Can’t wait until my brother goes through graduate school for his PsyD.

Today’s Word: Eyw….

Up at 6:30.

Wearing slacks and a damn belt.

This is not me. This is not me. This is not me.

You try really hard to convince yourself that it’s all okay, but underneath it all, you know it’s not. What is right for 95% of the rest of the world is not what I’m supposed to be doing. For better or for worse, it’s just not the way I’m built, and I have the hardest time accepting that. Part of me knows this, part of me just wants to have all the things that my other friends have or want.

It feels like I’ve jumped the track again, riding parallel to where I should be. Or maybe I just never got back to the right track, ever since 1998.

Those of you that have to be around me today: I apologize in advance.

Charity work: good for the soul

Even one as blackened and crispy as mine.

Just finished a redesign of the AIDS Alabama website. Everyone go look and see. More blog-like than ever before….

Sexy, no? Not like Bettie Page sexy — more like a clean and refined thing.

Speaking of which, they finally fixed my shower. Looks like I’ll be needing a new tub; the plumber whistled when he accessed the pipes. I think he said something about having never seen so much lead…. But that would explain the lovely Hi-Pro glow that’s been missing from my hair since I started showering at my girlfriend’s….

Woof.

A Return to the Real World

By which I mean, of course, NOT the MTV show. No, rather — not Dan, but the adverbial conjunction (yes, I made that up) — the working world of grown-ups and responsible people. And back at UAB, no less, under the working title of Web Designer.

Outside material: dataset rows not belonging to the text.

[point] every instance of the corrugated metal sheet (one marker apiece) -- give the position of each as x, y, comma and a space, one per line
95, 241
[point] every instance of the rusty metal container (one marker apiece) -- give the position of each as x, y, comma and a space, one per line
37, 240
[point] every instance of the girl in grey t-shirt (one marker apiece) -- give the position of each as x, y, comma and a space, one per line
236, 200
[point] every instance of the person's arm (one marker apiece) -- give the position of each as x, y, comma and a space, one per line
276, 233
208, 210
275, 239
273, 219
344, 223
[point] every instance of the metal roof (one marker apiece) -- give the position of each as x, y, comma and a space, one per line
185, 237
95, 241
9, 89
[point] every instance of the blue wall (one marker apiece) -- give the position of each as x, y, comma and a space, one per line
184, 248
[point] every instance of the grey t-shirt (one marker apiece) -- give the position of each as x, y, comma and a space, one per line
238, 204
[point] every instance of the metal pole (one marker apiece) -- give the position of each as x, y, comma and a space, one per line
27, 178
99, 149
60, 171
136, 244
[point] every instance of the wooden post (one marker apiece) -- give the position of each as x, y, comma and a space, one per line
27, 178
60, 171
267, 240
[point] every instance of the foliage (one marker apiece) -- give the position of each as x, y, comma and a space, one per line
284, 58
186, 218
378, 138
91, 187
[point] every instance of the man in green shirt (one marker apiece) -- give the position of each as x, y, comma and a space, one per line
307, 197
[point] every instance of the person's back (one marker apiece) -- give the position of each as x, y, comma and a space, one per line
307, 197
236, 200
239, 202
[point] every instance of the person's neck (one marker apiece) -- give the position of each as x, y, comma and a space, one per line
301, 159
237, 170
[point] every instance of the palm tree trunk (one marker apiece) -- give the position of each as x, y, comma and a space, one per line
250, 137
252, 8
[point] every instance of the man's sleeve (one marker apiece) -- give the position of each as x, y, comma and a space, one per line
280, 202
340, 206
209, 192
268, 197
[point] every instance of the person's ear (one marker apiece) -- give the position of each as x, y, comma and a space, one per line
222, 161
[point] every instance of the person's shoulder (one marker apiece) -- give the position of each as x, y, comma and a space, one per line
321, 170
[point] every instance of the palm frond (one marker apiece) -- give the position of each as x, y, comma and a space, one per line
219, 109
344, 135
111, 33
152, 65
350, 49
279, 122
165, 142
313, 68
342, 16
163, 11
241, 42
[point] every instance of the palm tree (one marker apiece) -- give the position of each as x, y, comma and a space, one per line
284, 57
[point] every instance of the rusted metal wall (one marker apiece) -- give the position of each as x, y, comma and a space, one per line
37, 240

So all you people who didn’t use me these past eight months, see: I have credentials.

And a salary and benefits, too.

So, Kenn, how do you feel about this?

Well, me, I haven’t entirely decided yet. Still sorting my thoughts on it, but my initial reaction is very Peter Pan, Toys’R’Us kid. I don’t want to grow up anymore, and I’ve really enjoyed the past few months of succeeding (albeit just barely) on my own merits.

But on the flip, I can’t wait to have a steady income again. So there’s that. And maybe returning to the 8-5 world will reinstill some of my hunger for success outside of it; it has crossed my mind — just today, in fact — that perhaps I was growing a little complacent in the face of self-employment.

But either way, at the end of the day, I’ve still got me. And my X-Box. So all will be well, one way or another.

And at least I’ll have more money to spend on X-Box games. And drinking, for when I become a miserable and discontent alcoholic, bitter at a world that beat me down.

Heh.

Oh, god

Two commercials, back to back, making me wonder if some ad agency is stealing my humor:

Hardee’s, featuring a grown man suckling at the teat, proclaiming that it’s time to stop eating like a baby and start eating their Frisco Burger. Or something. I lost track after the grown head popped up from the woman’s chest.

And Playtex, where a woman uses a tampon to plug a hole in the rowboat. Now, I’m grown and twice-married, so I know what a tampon looks like, and how it works, and so forth, in FAR more detail than I should. But I don’t need to see it in action.

It could have been worse, I suppose. The boat could have been caught in a red tide…

Ad agencies of the world: HIRE ME. I’m the wave of the future, and I’m breaking on your shore.

Two things that should not go together…

ONE:

My brother and I are apparently living life in parallel.

Or, to quote him, in a non-Barry White voice: “Love is in the air.”

And I hope this embarasses him, at least a little.

TWO:

I just saw a bunch of elderly exercising, apparently a commercial for some step-class for older folks. And I know this is cruel, and karma will make sure I live to be 108 for thinking it (much less saying it in a public forum), but damn, that was ghoulish.

And funny. Ghoulish and funny go together well.

My brain hurts, and I’m going to hell.